We bill for several ASCs throughout the US.  We are finding that many of our BC carriers are having issues with the 5010 version.  We submit our claims via Zirmed and we are being informed that they are accepted by the payer only to find that the intermediary is not actually able to send the claims through.  Is anyone else finding issues with their 5010 submissions/clearninghouse?  Thank you.


----------



## ohiocoder101 (Jan 25, 2012)

*Zirmed 5010*

going through the same thing here in ohio for my asc , only not with bc, we are seeing the issue with medicare. Are you having any with yours? We too are using zirmed, we are having issues with claims that are dated 1-9 to 1-12, zirmed notified us yesterday of this issue, dont know if there is anything we can do as providers? 
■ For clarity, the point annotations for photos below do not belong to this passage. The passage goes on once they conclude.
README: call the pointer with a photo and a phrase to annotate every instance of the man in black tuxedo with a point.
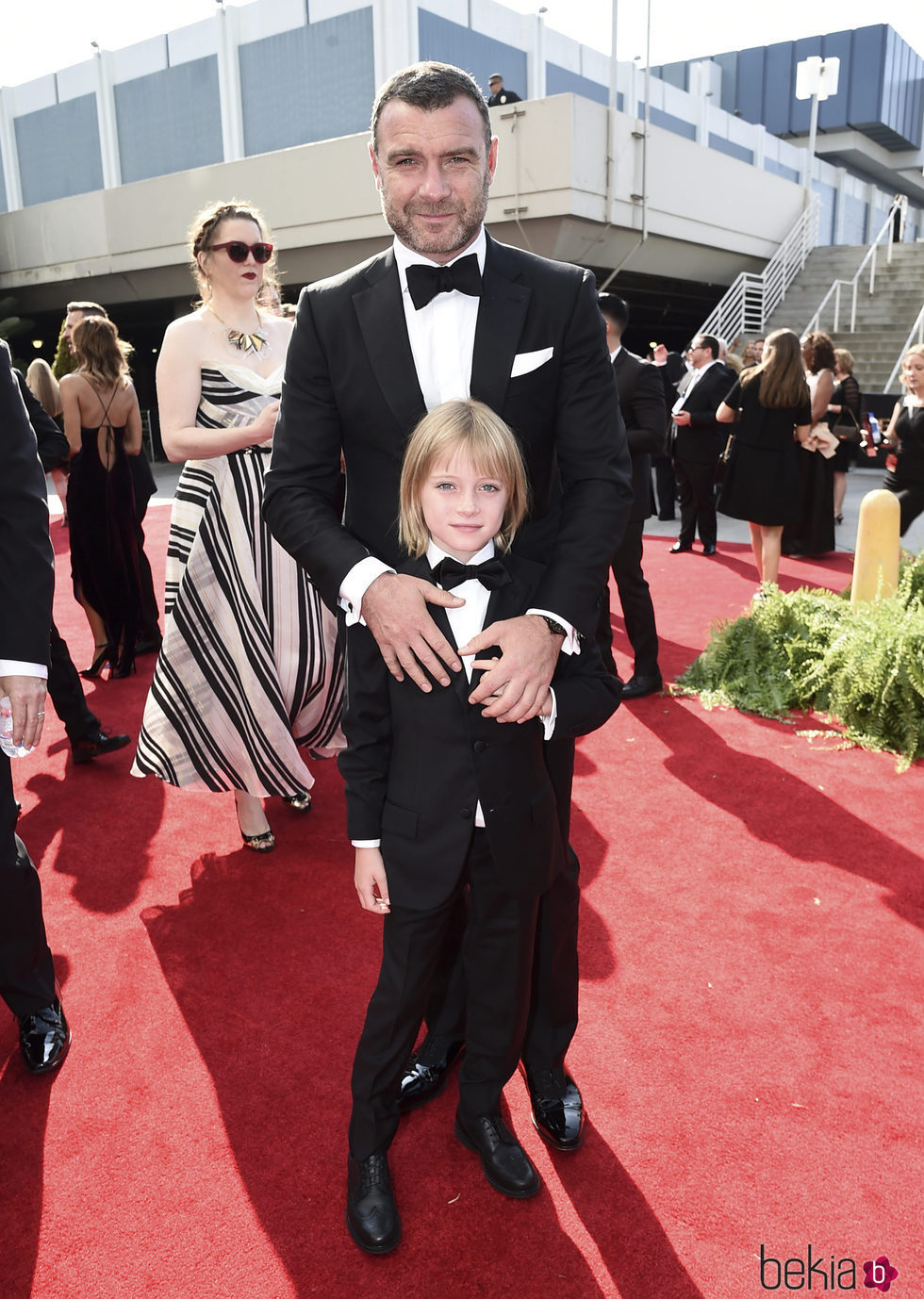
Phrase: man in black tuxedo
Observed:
(26, 586)
(641, 398)
(376, 347)
(83, 728)
(698, 440)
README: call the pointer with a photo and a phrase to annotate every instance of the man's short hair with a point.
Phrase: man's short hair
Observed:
(615, 309)
(89, 309)
(430, 86)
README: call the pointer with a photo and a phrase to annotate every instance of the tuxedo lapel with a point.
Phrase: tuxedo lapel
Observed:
(381, 319)
(502, 315)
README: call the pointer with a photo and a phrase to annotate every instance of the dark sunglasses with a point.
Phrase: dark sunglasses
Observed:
(238, 251)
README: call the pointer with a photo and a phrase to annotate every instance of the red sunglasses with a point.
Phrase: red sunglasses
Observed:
(238, 251)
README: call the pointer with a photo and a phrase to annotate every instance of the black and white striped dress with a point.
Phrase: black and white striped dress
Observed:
(250, 673)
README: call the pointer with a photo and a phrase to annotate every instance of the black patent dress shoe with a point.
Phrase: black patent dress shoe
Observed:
(557, 1109)
(641, 683)
(96, 743)
(507, 1165)
(428, 1072)
(371, 1216)
(44, 1038)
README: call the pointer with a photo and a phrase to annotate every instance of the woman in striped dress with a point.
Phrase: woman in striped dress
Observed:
(250, 672)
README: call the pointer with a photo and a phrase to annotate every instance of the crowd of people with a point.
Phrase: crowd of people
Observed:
(433, 492)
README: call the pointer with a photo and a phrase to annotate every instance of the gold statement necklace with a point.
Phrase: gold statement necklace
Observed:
(242, 342)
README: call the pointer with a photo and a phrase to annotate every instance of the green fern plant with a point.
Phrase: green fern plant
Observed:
(813, 650)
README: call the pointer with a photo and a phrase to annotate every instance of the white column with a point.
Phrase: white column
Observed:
(229, 85)
(395, 37)
(106, 117)
(10, 155)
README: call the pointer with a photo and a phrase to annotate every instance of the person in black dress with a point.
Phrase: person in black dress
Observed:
(762, 476)
(104, 428)
(905, 464)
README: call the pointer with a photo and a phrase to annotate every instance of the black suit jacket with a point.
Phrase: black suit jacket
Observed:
(701, 440)
(418, 764)
(351, 385)
(26, 560)
(641, 398)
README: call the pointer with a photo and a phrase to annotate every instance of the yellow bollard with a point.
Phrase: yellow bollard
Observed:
(878, 547)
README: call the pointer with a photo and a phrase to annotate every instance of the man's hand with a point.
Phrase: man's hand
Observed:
(27, 700)
(394, 608)
(371, 880)
(520, 679)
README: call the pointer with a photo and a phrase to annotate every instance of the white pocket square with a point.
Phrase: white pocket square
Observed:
(526, 361)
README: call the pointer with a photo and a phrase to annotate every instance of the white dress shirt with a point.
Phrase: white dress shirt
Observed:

I dont think anyone was ready for 5010, especially the insurance companies lol, typical lol

Any input or thoughts would greatly be appreciated


----------



## sbarrila (Jan 26, 2012)

I have not had any issues with any of the Medicare carriers and 5010.  We had a conference call with one of the managers at Zirmed today and there are so many issues that they are not even aware of...  If I learn anymore I will let you know.


----------



## ohiocoder101 (Jan 26, 2012)

thank you! i had to call them today actually and spoke to a department manger, seemed to help the issues we were encountering

again thanks


----------



## jasminedawson82@gmail.com (Feb 1, 2012)

_I"ve ran into alot of problems with the 5010 for our medicare patients, apparently there is a whole list of codes that requires a detailed description of the service written on the claim. So upon contacting the medicare EDI department (only after several calls and waiting on hold for OVER an hour) they gave me a loop and segment number that I was to give to give to my software engineer so they can adjust it. 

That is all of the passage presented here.